2/ On revient à Mars denier où l'USTKE et la CGT ont signé un protocole d'accord de coopération entre les deux organisations notamment dans le secteur de la formation. Y'avait-il un programme défini à ce moment là ?
M.L : Oui, entre temps, j'ai changé de responsabilités. J'ai pris en charge les relations de la CGT avec la région Asie-Pacifique. On a réorganisé notre façon de travailler c'est-à-dire les pays d'outre-Mer sont rattachés au zone géographique, donc la Calédonie, la Polynésie entrent dans mon domaine de responsabilité en plus de la formation syndicale. Au mois de septembre 2012, quand les camarades de l'USTKE sont venus à Paris, on a eu une première discussion sur la construction d'un protocole de coopération. On a rédigé les priorités c'est à dire ce qu'on voulait faire. On a proposé une première rédaction et jusqu'au congrès on a eu des échanges avec la présidente, Marie-Pierre Goyetche et le 1er vice-président, André Forest de votre organisation syndicale afin qu'on soit parfaitement d'accord. On a considéré que le congrès de la CGT à Toulouse en mars dernier était une occasion symbolique pour signer ce protocole d'accord entre nos deux organisations marquant leurs importantes relations.
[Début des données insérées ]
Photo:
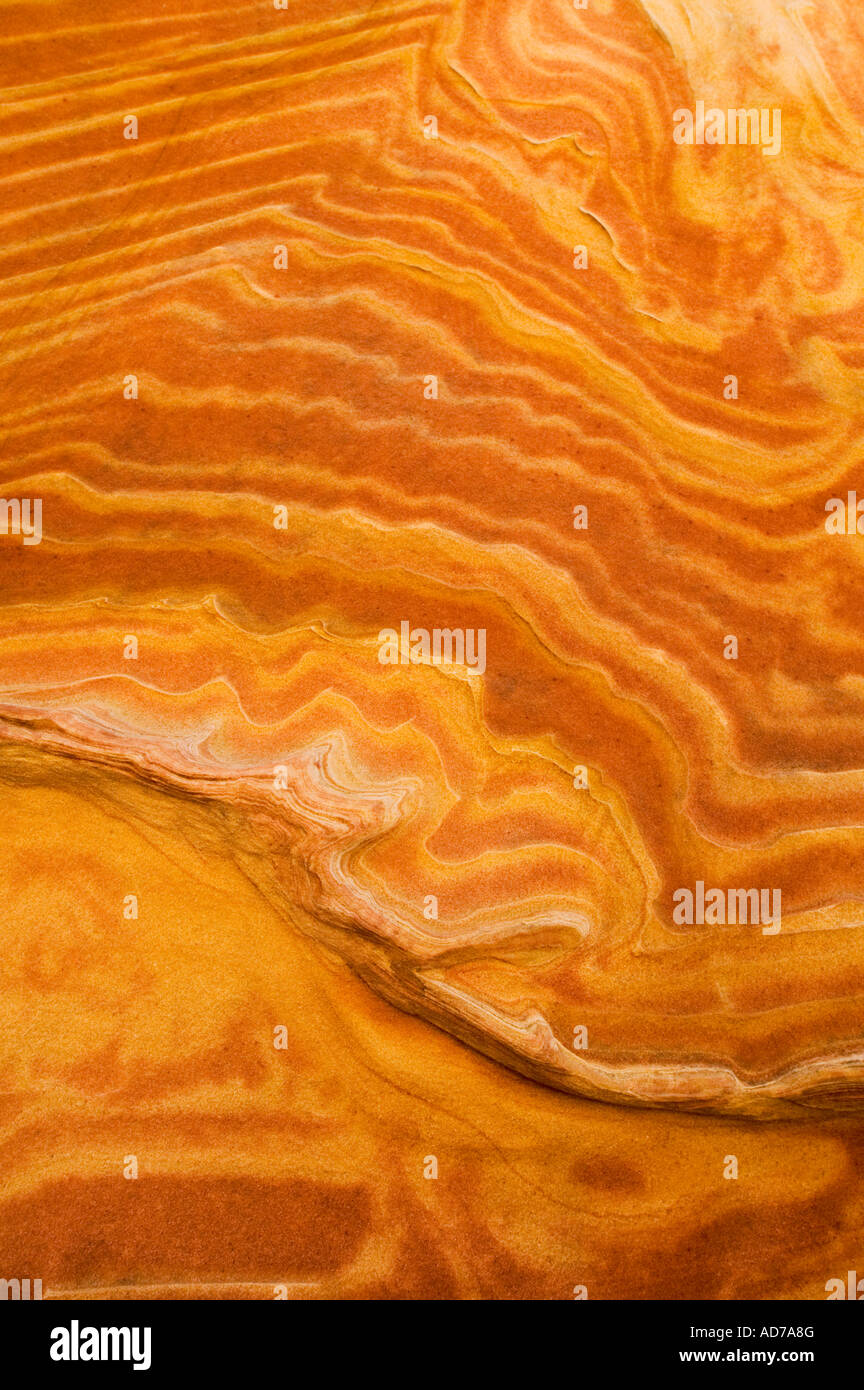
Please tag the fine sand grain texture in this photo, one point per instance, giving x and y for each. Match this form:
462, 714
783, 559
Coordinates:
431, 648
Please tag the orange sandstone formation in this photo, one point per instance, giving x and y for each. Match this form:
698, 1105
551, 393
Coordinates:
417, 583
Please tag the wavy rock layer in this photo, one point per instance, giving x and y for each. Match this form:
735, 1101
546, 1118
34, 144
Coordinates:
372, 381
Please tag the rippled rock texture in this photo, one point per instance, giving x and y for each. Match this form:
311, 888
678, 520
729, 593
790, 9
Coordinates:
431, 667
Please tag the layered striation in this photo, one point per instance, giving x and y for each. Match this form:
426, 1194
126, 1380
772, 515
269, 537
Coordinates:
417, 314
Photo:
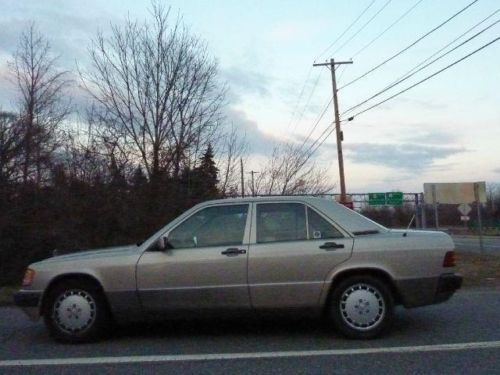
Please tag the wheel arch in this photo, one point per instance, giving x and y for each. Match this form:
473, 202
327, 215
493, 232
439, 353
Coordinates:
378, 273
84, 277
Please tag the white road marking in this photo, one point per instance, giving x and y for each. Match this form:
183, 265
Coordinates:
257, 355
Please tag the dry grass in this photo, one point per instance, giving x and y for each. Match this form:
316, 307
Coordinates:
479, 270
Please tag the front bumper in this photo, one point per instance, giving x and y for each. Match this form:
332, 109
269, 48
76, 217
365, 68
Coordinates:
29, 302
427, 291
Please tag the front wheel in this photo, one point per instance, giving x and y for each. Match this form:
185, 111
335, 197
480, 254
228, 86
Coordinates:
75, 312
362, 307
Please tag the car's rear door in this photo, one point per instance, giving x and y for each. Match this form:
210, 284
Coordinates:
206, 267
293, 249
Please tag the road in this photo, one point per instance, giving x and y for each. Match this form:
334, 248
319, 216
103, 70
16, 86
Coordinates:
471, 243
459, 336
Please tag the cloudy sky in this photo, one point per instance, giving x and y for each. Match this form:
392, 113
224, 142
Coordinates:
444, 130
3/ Concernant le programme l'avez-vous modifié voire adapté à notre public calédonien ?
M.L : C'est une obligation car en matière de formation de formateurs. La formation qu'on fait doit correspondre aux principes, aux valeurs, aux orientations d'une organisation mais aussi à la culture, à l'histoire du pays et de l'organisation. L'USTKE ce n'est pas la CGT. La Nouvelle-Calédonie, la Kanaky ce n'est pas la France métropolitaine donc c'est important de tenir compte de cela. C'est important de prendre le temps de lire les statuts, de lire les résolutions du congrès pour bien s'imprégner et offrir une formation qui corresponde exactement à ce qu'est l'organisation USTKE et de ce qu'elle veut faire de sa formation syndicale. Ça demande à ce qu'on travaille ensemble car je n'ai pas travaillé toute seule. Quand j'avais des doutes, je suis allée voir les autres camarades de la formation syndicale pour qu'on discute sur divers points. Donc, on a construit la formation pour qu'elle corresponde le plus qu'on pouvait à la réalité du syndicat et de la Nouvelle-Calédonie.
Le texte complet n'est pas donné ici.